‘Winter stealing the sun’ Oil on canvas, 64.5 by
51.5 inches, 2001–2005, by Matt Blackwell.
The Portland Museum of Art completely reworked its Biennial this year, opening it in fall rather than spring, forgoing the prizes, and providing a theme that yokes together its 30 Maine-based artists. As a result, the exhibit seems cleaner and more digestible than years past, for better or worse containing fewer conceptual and formal outliers. Rarer are the monstrous, unclassifiable constructions which spanned entire gallery walls, or the topical pieces confronting us with the conflicts of contemporary life. That’s a mixed blessing, but I have to say I’m thrilled not to have to wade through tired inkjet prints of pretty Maine shorelines, or the shopworn nostalgia of colonial New England landscape paintings. And though a slight preference for two-dimensional works might initially dull the spectacle, there’s little that won’t inspire some measure of awe, empathy, or prolonged consideration.

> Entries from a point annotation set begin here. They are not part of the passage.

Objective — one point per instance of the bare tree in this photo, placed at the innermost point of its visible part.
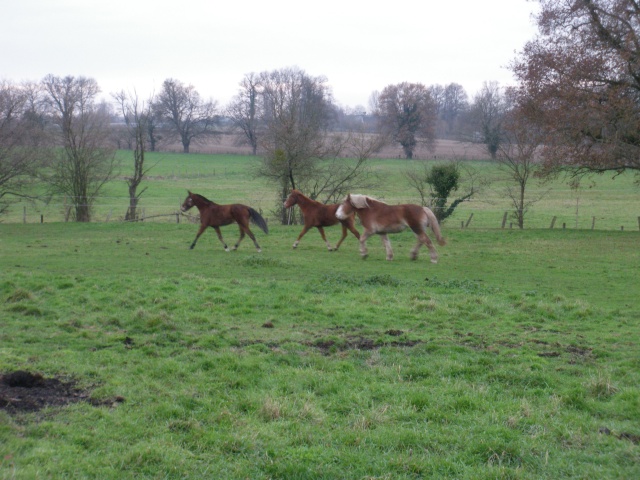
(301, 151)
(244, 110)
(84, 162)
(297, 115)
(582, 72)
(518, 156)
(407, 115)
(189, 118)
(454, 104)
(20, 137)
(487, 113)
(137, 116)
(436, 182)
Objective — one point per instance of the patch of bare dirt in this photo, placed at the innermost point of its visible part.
(23, 391)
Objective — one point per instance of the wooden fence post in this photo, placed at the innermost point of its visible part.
(469, 220)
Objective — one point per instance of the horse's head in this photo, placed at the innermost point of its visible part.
(292, 199)
(345, 209)
(188, 202)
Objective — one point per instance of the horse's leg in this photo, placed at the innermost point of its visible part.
(200, 230)
(344, 235)
(217, 229)
(363, 244)
(423, 238)
(243, 229)
(387, 245)
(305, 229)
(324, 237)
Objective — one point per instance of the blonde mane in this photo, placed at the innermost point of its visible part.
(361, 201)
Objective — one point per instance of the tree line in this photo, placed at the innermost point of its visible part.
(574, 108)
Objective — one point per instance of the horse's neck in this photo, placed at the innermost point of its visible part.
(201, 202)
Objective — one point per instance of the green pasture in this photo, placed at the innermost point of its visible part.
(516, 356)
(603, 201)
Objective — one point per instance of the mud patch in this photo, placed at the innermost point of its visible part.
(357, 343)
(24, 391)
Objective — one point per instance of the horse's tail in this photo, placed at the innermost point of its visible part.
(258, 220)
(435, 226)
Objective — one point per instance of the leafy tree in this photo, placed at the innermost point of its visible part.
(436, 183)
(407, 115)
(188, 117)
(582, 73)
(82, 161)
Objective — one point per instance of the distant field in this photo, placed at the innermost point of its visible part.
(516, 356)
(614, 202)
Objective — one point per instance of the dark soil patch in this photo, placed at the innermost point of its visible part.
(23, 391)
(358, 343)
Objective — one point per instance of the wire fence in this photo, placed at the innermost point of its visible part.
(468, 215)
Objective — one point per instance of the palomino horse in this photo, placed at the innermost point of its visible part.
(319, 215)
(216, 216)
(379, 218)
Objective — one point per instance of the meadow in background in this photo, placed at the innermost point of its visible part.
(516, 356)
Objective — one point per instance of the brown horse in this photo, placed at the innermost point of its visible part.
(319, 215)
(216, 216)
(379, 218)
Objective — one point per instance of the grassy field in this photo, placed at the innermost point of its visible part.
(613, 202)
(516, 356)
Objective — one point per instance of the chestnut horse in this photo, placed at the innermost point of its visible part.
(319, 215)
(216, 216)
(379, 218)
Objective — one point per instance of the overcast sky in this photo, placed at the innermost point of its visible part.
(360, 46)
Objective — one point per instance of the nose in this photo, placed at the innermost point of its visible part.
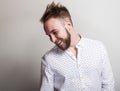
(53, 38)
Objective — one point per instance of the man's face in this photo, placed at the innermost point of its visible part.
(57, 32)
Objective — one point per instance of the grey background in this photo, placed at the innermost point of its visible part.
(23, 41)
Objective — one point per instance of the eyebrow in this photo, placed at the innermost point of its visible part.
(50, 32)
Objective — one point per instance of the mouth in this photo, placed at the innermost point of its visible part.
(59, 43)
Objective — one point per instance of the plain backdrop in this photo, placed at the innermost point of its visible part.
(23, 41)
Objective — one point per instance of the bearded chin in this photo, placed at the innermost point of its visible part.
(66, 41)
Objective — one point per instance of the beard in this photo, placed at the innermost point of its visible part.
(65, 43)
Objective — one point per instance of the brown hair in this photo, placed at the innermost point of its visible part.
(55, 11)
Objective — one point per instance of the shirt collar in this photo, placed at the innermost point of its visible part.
(80, 43)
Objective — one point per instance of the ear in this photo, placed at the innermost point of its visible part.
(68, 24)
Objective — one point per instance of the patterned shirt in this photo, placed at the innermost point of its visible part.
(90, 71)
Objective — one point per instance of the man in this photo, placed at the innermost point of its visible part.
(75, 63)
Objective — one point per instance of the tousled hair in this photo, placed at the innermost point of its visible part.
(55, 11)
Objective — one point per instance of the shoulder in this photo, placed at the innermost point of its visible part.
(93, 45)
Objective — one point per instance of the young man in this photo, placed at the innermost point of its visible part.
(75, 63)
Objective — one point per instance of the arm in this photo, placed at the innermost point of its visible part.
(46, 77)
(107, 75)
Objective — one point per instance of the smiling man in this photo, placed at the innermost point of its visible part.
(75, 63)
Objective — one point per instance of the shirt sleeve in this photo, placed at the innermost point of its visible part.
(46, 77)
(107, 74)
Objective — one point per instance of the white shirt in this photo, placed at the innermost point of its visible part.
(90, 71)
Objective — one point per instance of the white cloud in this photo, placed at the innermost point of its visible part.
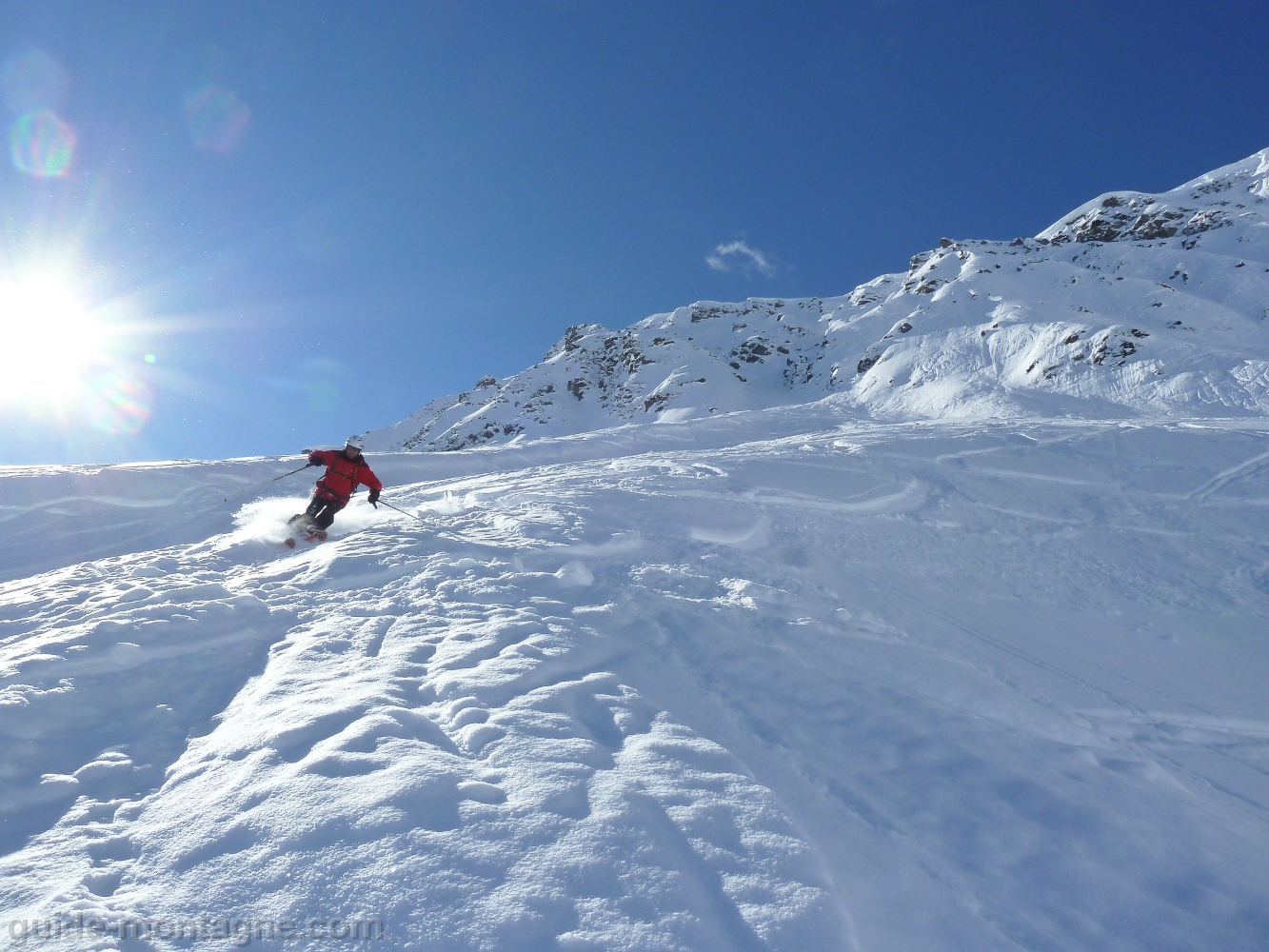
(739, 254)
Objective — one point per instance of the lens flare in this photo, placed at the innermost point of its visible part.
(33, 80)
(118, 404)
(41, 144)
(216, 117)
(50, 335)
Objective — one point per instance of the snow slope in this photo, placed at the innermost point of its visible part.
(1130, 305)
(768, 681)
(932, 617)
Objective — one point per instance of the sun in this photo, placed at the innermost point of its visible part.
(50, 339)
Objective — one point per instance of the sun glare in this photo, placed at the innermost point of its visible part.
(50, 339)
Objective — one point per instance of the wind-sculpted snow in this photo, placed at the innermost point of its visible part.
(1132, 305)
(764, 682)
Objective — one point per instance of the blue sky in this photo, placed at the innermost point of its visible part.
(293, 221)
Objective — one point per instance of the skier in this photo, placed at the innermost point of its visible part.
(346, 471)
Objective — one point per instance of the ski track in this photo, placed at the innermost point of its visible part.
(698, 689)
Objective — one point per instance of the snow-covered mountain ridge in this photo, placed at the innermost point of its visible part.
(1130, 305)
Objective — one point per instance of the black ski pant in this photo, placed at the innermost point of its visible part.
(323, 510)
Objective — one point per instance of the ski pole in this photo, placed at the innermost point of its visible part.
(262, 486)
(401, 510)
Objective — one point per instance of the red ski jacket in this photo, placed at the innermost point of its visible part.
(343, 475)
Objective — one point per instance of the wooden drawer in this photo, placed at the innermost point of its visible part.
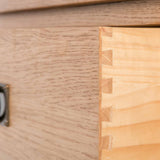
(53, 78)
(18, 5)
(130, 81)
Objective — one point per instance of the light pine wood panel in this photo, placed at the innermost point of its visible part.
(53, 78)
(129, 93)
(131, 12)
(17, 5)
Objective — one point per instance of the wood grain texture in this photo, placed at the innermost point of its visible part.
(130, 112)
(18, 5)
(131, 13)
(53, 78)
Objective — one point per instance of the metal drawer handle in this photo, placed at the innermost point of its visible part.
(2, 104)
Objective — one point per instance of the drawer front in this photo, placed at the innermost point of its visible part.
(53, 78)
(18, 5)
(130, 93)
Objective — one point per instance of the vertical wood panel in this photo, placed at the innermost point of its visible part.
(53, 78)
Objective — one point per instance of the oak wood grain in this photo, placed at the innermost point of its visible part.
(128, 13)
(18, 5)
(130, 109)
(53, 78)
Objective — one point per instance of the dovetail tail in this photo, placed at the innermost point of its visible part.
(106, 142)
(107, 85)
(106, 31)
(106, 114)
(107, 57)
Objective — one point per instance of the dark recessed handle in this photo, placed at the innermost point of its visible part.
(2, 104)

Instating a unifying theme for a festival show is risky, but the museum’s decision to run with it here is mostly successful. This one’s, “Piece Work,” is catchy enough, but its purpose goes beyond getting people in the doors. According to curator Jessica May, it’s intended as a kind of historical tribute to laborers in manufacturing industries, who were often paid by the unit of production, or piece, that they crafted.
It’s a useful lens through which to view these works, many of which are labor-intensive to an obsessive degree, even if its full social and political resonance holds with only some. An exhibit essay, included in a handsome collection of individual postcards profiling the show’s artists, cites as inspiration Ai Weiwei, the Chinese political artist and dissident whose massive-scale 2011 installation at the Tate Modern employed specialized workers to manufacture one hundred million handcrafted sunflower seeds. As a statement about his country’s role in international labor — the omnipresent stamp reading “Made in China” — the grandiose production of Ai’s work was matched by its bold political, social, and economic significance.
This is a worthy starting point, though for its many merits, “Piece Work” is ultimately more successful at re-creating the sense of intensely laborious production than any profound political sentiment. Many works here look inward, involving methodical practices requiring countless hours, like Candace Plummer Gaudiani’s hazy photographs on cabinet cards that capture visits to all 48 states, or JT Bullitt’s impossible attempt to plot his own life through a recording of the names of everyone he’s ever met. In several of the show’s highlights — Michael Zachary’s illusory photorealistic drawings; Joe Kievitt’s mesmerizing geometrical acrylic drawings*; Lauren Fensterstock’s abyssal black garden; Kate Beck’s meditative graphite line applications; and Abbie Read’s precious wall collage of bound books and artifacts — one gets an immediate sense of the hours invested and practical rituals involved. The sensation is an almost material one — where exactly does your free time go?